Figures are a log easier to look at then a table when analyzing finite automata's. I have taken the liberty of constructing the automata given into something more recognizable:

Where state 0 and 6 are start and accepting states, respectively and all unlabeled transitions go back to state 0.
My version of Cormen, Leiserson and Rivest is older than yours (the algorithm you reference is on page 868 in mine) but I believe the content is the same. Here is the algorithm they present:
$\text{Compute-Transition-Function}(P, \Sigma)$
1 $\ \ \ \ m \leftarrow length[P] $
2$\ \ \ \ {\bf \text{for } } q \leftarrow 0 {\bf \text{ to }} m $
3$\ \ \ \ \ \ \ \ {\bf \text{do for }} \text{each character } a \in \Sigma $
4$\ \ \ \ \ \ \ \ \ \ \ \ {\bf \text{do }} k \leftarrow \text{min}(m+1, q+2)$
5$\ \ \ \ \ \ \ \ \ \ \ \ \ \ \ \ {\bf \text{repeat }} k \leftarrow k - 1 $
6$\ \ \ \ \ \ \ \ \ \ \ \ \ \ \ \ \ \ {\bf \text{until }} P_k \sqsupset P_q a $
7$\ \ \ \ \ \ \ \ \ \ \ \ \ \ \ \ \delta(q,a) \leftarrow k $
8$\ \ \ \ {\bf \text{return }} \delta $
They want to construct a DFA of length one longer than the pattern, $P$. The state transition is stored in $\delta$. $\delta(q,a) \leftarrow k$ adds an edge with label $a$ from state $q$ to state $k$. They loop through each state and for each state loop through each character in the alphabet to determine where that state should go.
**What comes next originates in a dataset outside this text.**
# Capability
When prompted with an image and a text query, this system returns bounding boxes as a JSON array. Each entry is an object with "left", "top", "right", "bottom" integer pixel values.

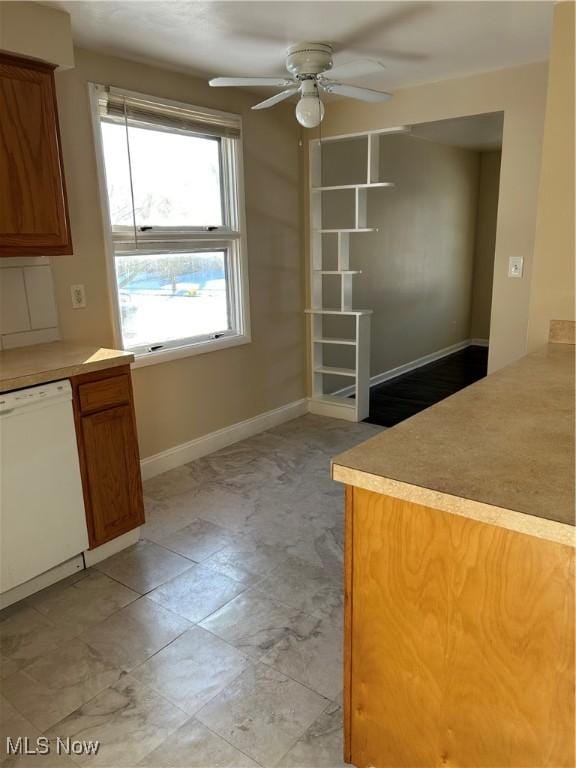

I believe the problem you are having is with the suffix function on line 6, where the suffix function is '$\sqsupset$'.
The suffix function is defined as follows:
$ w \sqsupset x \rightarrow \exists y \ \text{ s.t. } x = yw $
meaning, $w$ can be found as a suffix of $x$.
In words, the loop that line 6 is contained in is saying "Find the maximum suffix of the strings shorter than the current state $q$ that start at $P[0]$". Once that is found, we know we can 'skip ahead' and transition to that state instead of the beginning. There are some fence post issues and that's why they have the min function there, but the intuition still holds.
By considering all strings, $P_k$, that start at the beginning of the pattern shorter than the current position of the read pattern, $P_q a$, we test each $P_k$ to be a suffix of $P_q a$ and choose the maximum. This is just a more formal and generalized way of expressing your intuition.